The question it answers: which mutating primitives does this plan touch?

1. A bank account, with reads and writes#

A bank account is a good example because it has a real read/write split. deposit and withdraw change the balance, so they are declared read_only=False. can_afford only looks, so it is read_only=True.

python
# account.py
from opensymbolicai.blueprints import PlanExecute
from opensymbolicai.core import primitive


class Account(PlanExecute):
    @primitive(read_only=False)
    def deposit(self, balance: float, amount: float) -> float:
        """Add money to the balance."""
        return balance + amount

    @primitive(read_only=False)
    def withdraw(self, balance: float, amount: float) -> float:
        """Take money out of the balance."""
        return balance - amount

    @primitive(read_only=True)
    def can_afford(self, balance: float, price: float) -> bool:
        """Check whether the balance covers a price."""
        return balance >= price

2. Analyze two plans#

Write two plans by hand: one that only checks the balance, one that changes it. Analyze each.

python
# main.py
READ_ONLY_PLAN = """ok = can_afford(100, 30)
big = can_afford(100, 250)"""

MUTATING_PLAN = """balance = deposit(100, 50)
balance = withdraw(balance, 30)
ok = can_afford(balance, 200)"""

analysis = agent.analyze_plan(READ_ONLY_PLAN)
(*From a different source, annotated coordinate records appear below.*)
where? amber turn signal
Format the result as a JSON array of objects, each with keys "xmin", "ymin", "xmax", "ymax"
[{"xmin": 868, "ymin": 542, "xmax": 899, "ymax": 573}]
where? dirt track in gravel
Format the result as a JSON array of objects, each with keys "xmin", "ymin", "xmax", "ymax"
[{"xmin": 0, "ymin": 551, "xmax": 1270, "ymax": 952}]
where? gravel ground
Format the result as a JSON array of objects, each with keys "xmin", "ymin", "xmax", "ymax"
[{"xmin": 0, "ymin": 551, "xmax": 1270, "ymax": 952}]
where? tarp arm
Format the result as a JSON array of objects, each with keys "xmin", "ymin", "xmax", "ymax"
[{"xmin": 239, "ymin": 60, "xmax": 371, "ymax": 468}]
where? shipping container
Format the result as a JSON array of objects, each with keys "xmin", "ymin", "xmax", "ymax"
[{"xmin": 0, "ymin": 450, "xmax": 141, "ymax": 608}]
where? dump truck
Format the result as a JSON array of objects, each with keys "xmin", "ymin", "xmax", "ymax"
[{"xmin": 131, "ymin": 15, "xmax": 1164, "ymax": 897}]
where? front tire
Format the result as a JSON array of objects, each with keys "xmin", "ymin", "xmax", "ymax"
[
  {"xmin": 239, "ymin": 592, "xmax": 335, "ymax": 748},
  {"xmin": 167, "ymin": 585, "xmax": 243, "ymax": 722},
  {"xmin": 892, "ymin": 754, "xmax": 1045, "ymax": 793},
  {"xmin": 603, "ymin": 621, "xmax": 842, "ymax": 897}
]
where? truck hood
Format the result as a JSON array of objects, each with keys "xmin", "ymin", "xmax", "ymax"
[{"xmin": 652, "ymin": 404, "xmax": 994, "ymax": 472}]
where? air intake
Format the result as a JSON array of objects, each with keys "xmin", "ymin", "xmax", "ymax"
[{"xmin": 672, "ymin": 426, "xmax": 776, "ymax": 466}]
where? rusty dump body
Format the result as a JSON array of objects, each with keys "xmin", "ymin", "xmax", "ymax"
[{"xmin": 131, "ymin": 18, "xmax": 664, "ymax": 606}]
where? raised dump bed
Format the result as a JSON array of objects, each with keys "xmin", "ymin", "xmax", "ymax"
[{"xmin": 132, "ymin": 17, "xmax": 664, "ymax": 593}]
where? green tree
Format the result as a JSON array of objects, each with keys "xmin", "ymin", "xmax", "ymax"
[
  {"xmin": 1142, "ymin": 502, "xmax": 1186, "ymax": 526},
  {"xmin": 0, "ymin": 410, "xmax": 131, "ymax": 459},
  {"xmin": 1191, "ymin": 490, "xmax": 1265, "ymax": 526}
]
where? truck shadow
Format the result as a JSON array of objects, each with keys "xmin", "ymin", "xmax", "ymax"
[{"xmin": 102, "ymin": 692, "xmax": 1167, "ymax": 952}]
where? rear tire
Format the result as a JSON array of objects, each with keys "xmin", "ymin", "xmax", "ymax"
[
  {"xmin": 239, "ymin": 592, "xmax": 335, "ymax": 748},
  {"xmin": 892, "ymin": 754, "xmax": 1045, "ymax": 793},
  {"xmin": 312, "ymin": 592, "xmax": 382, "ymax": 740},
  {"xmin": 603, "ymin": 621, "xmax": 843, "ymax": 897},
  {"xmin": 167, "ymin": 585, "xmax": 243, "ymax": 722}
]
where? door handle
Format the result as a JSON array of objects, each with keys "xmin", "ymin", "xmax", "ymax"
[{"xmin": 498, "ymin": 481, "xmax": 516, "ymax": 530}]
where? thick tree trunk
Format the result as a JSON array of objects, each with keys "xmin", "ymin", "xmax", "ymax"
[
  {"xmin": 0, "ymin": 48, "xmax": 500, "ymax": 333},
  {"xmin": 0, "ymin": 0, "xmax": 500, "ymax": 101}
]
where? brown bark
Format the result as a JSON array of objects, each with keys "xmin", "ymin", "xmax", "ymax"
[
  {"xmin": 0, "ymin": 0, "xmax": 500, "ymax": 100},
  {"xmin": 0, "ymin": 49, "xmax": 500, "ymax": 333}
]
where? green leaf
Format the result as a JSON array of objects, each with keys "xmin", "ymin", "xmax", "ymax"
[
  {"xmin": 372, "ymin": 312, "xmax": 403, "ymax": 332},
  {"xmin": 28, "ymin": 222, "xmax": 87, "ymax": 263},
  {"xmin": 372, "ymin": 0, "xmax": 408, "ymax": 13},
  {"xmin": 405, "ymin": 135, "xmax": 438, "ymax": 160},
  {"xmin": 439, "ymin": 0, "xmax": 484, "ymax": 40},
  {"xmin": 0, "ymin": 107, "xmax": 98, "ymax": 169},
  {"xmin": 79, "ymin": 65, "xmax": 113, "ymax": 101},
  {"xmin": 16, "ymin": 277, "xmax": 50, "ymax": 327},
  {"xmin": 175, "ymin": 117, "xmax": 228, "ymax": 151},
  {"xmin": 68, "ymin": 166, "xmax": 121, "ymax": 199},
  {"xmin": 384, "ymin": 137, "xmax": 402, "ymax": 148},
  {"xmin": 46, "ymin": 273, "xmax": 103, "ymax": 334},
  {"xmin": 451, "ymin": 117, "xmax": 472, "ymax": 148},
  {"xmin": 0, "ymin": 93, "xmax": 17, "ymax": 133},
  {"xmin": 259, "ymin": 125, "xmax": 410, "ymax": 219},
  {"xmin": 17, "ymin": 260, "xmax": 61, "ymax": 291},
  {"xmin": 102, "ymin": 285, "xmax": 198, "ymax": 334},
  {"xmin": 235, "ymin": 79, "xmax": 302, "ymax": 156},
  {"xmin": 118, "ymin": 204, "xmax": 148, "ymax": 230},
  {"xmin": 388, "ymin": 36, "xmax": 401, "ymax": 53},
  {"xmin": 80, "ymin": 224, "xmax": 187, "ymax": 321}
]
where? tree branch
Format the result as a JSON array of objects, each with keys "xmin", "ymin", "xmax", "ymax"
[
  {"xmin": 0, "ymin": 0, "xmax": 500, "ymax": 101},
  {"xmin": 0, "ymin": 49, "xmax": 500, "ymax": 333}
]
for call in analysis.calls:  # each is a PrimitiveCall
    flag = "read-only" if call.read_only else "mutating"
    print(f"{call.method_name}: {flag}  args={call.args}")
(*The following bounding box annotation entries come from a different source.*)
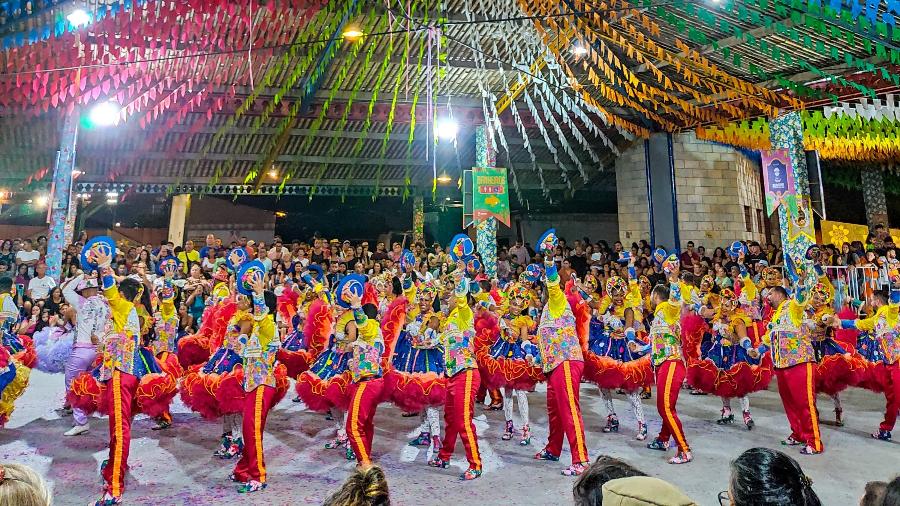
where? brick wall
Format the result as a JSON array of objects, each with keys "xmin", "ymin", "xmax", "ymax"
[{"xmin": 616, "ymin": 132, "xmax": 764, "ymax": 250}]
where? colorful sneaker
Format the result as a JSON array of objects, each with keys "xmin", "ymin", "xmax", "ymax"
[
  {"xmin": 519, "ymin": 424, "xmax": 531, "ymax": 446},
  {"xmin": 669, "ymin": 452, "xmax": 694, "ymax": 464},
  {"xmin": 534, "ymin": 448, "xmax": 559, "ymax": 462},
  {"xmin": 561, "ymin": 462, "xmax": 589, "ymax": 476},
  {"xmin": 238, "ymin": 480, "xmax": 266, "ymax": 494},
  {"xmin": 409, "ymin": 432, "xmax": 431, "ymax": 446},
  {"xmin": 872, "ymin": 429, "xmax": 891, "ymax": 441},
  {"xmin": 325, "ymin": 436, "xmax": 347, "ymax": 450},
  {"xmin": 92, "ymin": 492, "xmax": 122, "ymax": 506},
  {"xmin": 781, "ymin": 436, "xmax": 803, "ymax": 446},
  {"xmin": 603, "ymin": 415, "xmax": 619, "ymax": 433},
  {"xmin": 428, "ymin": 457, "xmax": 450, "ymax": 469},
  {"xmin": 800, "ymin": 445, "xmax": 822, "ymax": 455},
  {"xmin": 213, "ymin": 434, "xmax": 231, "ymax": 458},
  {"xmin": 634, "ymin": 422, "xmax": 647, "ymax": 441},
  {"xmin": 647, "ymin": 438, "xmax": 669, "ymax": 452},
  {"xmin": 459, "ymin": 467, "xmax": 481, "ymax": 481}
]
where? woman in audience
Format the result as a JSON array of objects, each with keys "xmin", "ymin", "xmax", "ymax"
[
  {"xmin": 322, "ymin": 466, "xmax": 391, "ymax": 506},
  {"xmin": 719, "ymin": 448, "xmax": 822, "ymax": 506}
]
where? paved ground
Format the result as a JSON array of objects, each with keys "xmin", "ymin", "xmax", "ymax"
[{"xmin": 0, "ymin": 371, "xmax": 900, "ymax": 506}]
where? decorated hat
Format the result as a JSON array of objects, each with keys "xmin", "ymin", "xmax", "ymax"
[
  {"xmin": 156, "ymin": 257, "xmax": 181, "ymax": 276},
  {"xmin": 225, "ymin": 247, "xmax": 250, "ymax": 271},
  {"xmin": 400, "ymin": 249, "xmax": 416, "ymax": 272},
  {"xmin": 663, "ymin": 253, "xmax": 678, "ymax": 272},
  {"xmin": 653, "ymin": 248, "xmax": 669, "ymax": 265},
  {"xmin": 606, "ymin": 276, "xmax": 628, "ymax": 297},
  {"xmin": 335, "ymin": 274, "xmax": 366, "ymax": 309},
  {"xmin": 523, "ymin": 264, "xmax": 544, "ymax": 283},
  {"xmin": 728, "ymin": 241, "xmax": 747, "ymax": 258},
  {"xmin": 538, "ymin": 228, "xmax": 559, "ymax": 253},
  {"xmin": 450, "ymin": 234, "xmax": 475, "ymax": 262},
  {"xmin": 81, "ymin": 235, "xmax": 116, "ymax": 270},
  {"xmin": 237, "ymin": 260, "xmax": 266, "ymax": 296}
]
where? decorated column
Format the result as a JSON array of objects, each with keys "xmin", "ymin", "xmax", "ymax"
[
  {"xmin": 413, "ymin": 195, "xmax": 425, "ymax": 244},
  {"xmin": 859, "ymin": 167, "xmax": 888, "ymax": 228},
  {"xmin": 475, "ymin": 125, "xmax": 497, "ymax": 278},
  {"xmin": 169, "ymin": 194, "xmax": 191, "ymax": 246},
  {"xmin": 763, "ymin": 112, "xmax": 815, "ymax": 279},
  {"xmin": 47, "ymin": 108, "xmax": 79, "ymax": 280}
]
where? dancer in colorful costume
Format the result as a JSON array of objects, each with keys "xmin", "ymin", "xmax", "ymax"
[
  {"xmin": 576, "ymin": 261, "xmax": 653, "ymax": 441},
  {"xmin": 764, "ymin": 278, "xmax": 823, "ymax": 455},
  {"xmin": 0, "ymin": 277, "xmax": 31, "ymax": 429},
  {"xmin": 478, "ymin": 283, "xmax": 544, "ymax": 446},
  {"xmin": 68, "ymin": 253, "xmax": 177, "ymax": 506},
  {"xmin": 428, "ymin": 260, "xmax": 482, "ymax": 481},
  {"xmin": 534, "ymin": 229, "xmax": 590, "ymax": 476},
  {"xmin": 231, "ymin": 260, "xmax": 289, "ymax": 493},
  {"xmin": 382, "ymin": 274, "xmax": 447, "ymax": 458},
  {"xmin": 62, "ymin": 274, "xmax": 110, "ymax": 436},
  {"xmin": 834, "ymin": 286, "xmax": 900, "ymax": 441},
  {"xmin": 150, "ymin": 266, "xmax": 184, "ymax": 430},
  {"xmin": 338, "ymin": 275, "xmax": 386, "ymax": 466}
]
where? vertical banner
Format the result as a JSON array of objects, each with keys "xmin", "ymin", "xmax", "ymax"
[
  {"xmin": 761, "ymin": 149, "xmax": 796, "ymax": 215},
  {"xmin": 472, "ymin": 167, "xmax": 510, "ymax": 227}
]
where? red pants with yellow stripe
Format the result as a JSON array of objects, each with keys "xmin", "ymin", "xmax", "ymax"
[
  {"xmin": 775, "ymin": 362, "xmax": 823, "ymax": 451},
  {"xmin": 438, "ymin": 369, "xmax": 481, "ymax": 469},
  {"xmin": 656, "ymin": 360, "xmax": 691, "ymax": 452},
  {"xmin": 234, "ymin": 385, "xmax": 277, "ymax": 483},
  {"xmin": 544, "ymin": 360, "xmax": 589, "ymax": 464},
  {"xmin": 103, "ymin": 370, "xmax": 140, "ymax": 497},
  {"xmin": 347, "ymin": 378, "xmax": 384, "ymax": 465}
]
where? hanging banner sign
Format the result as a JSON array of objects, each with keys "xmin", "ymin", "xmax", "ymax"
[
  {"xmin": 761, "ymin": 149, "xmax": 796, "ymax": 215},
  {"xmin": 472, "ymin": 167, "xmax": 510, "ymax": 227}
]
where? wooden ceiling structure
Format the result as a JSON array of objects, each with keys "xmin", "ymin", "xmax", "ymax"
[{"xmin": 0, "ymin": 0, "xmax": 900, "ymax": 210}]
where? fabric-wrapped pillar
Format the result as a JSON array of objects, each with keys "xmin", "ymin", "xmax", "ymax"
[
  {"xmin": 859, "ymin": 167, "xmax": 888, "ymax": 228},
  {"xmin": 47, "ymin": 108, "xmax": 79, "ymax": 280},
  {"xmin": 413, "ymin": 195, "xmax": 425, "ymax": 244},
  {"xmin": 475, "ymin": 125, "xmax": 497, "ymax": 278},
  {"xmin": 769, "ymin": 112, "xmax": 815, "ymax": 279},
  {"xmin": 169, "ymin": 194, "xmax": 191, "ymax": 246}
]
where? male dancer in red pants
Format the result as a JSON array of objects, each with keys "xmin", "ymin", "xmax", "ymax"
[
  {"xmin": 231, "ymin": 273, "xmax": 281, "ymax": 493},
  {"xmin": 835, "ymin": 289, "xmax": 900, "ymax": 441},
  {"xmin": 763, "ymin": 286, "xmax": 824, "ymax": 455},
  {"xmin": 428, "ymin": 262, "xmax": 481, "ymax": 481},
  {"xmin": 342, "ymin": 291, "xmax": 384, "ymax": 466},
  {"xmin": 534, "ymin": 255, "xmax": 590, "ymax": 476}
]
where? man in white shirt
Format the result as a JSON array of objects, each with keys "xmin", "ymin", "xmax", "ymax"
[
  {"xmin": 62, "ymin": 274, "xmax": 110, "ymax": 436},
  {"xmin": 25, "ymin": 263, "xmax": 56, "ymax": 301},
  {"xmin": 16, "ymin": 239, "xmax": 41, "ymax": 276}
]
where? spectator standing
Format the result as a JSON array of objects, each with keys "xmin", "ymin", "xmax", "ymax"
[{"xmin": 25, "ymin": 263, "xmax": 56, "ymax": 301}]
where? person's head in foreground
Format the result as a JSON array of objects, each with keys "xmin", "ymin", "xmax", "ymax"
[
  {"xmin": 597, "ymin": 476, "xmax": 697, "ymax": 506},
  {"xmin": 322, "ymin": 466, "xmax": 391, "ymax": 506},
  {"xmin": 0, "ymin": 464, "xmax": 52, "ymax": 506},
  {"xmin": 719, "ymin": 448, "xmax": 822, "ymax": 506},
  {"xmin": 572, "ymin": 455, "xmax": 645, "ymax": 506}
]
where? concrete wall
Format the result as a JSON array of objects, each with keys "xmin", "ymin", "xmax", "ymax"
[
  {"xmin": 616, "ymin": 132, "xmax": 765, "ymax": 249},
  {"xmin": 497, "ymin": 213, "xmax": 619, "ymax": 246}
]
print("has_mutations:", analysis.has_mutations)
bash
uv run main.py

Output:

text
--- read-only plan ---
  can_afford: read-only  args={'arg0': 100, 'arg1': 30}
  can_afford: read-only  args={'arg0': 100, 'arg1': 250}
has_mutations: False
mutating primitives: []

--- plan that moves money ---
  deposit: mutating  args={'arg0': 100, 'arg1': 50}
  withdraw: mutating  args={'arg0': 'balance', 'arg1': 30}
  can_afford: read-only  args={'arg0': 'balance', 'arg1': 200}
has_mutations: True
mutating primitives: ['deposit', 'withdraw']

What you're looking at#

analyze_plan returns a PlanAnalysis. Its .calls are the primitive calls in order, each a PrimitiveCall with:

  • method_name: the name of the primitive called
  • read_only: whether that primitive is read-only (from its decorator)
  • args: the arguments it was given

Two convenience properties sit on top:

  • has_mutations: True when any call is not read-only
  • method_names: just the names in order

The first plan only calls can_afford, a read-only method, so has_mutations is False. The second calls deposit and withdraw before checking, so has_mutations is True and the mutating primitives are right there.

Use analyze_plan to build a gate: check whether a plan has mutations before deciding whether to run it.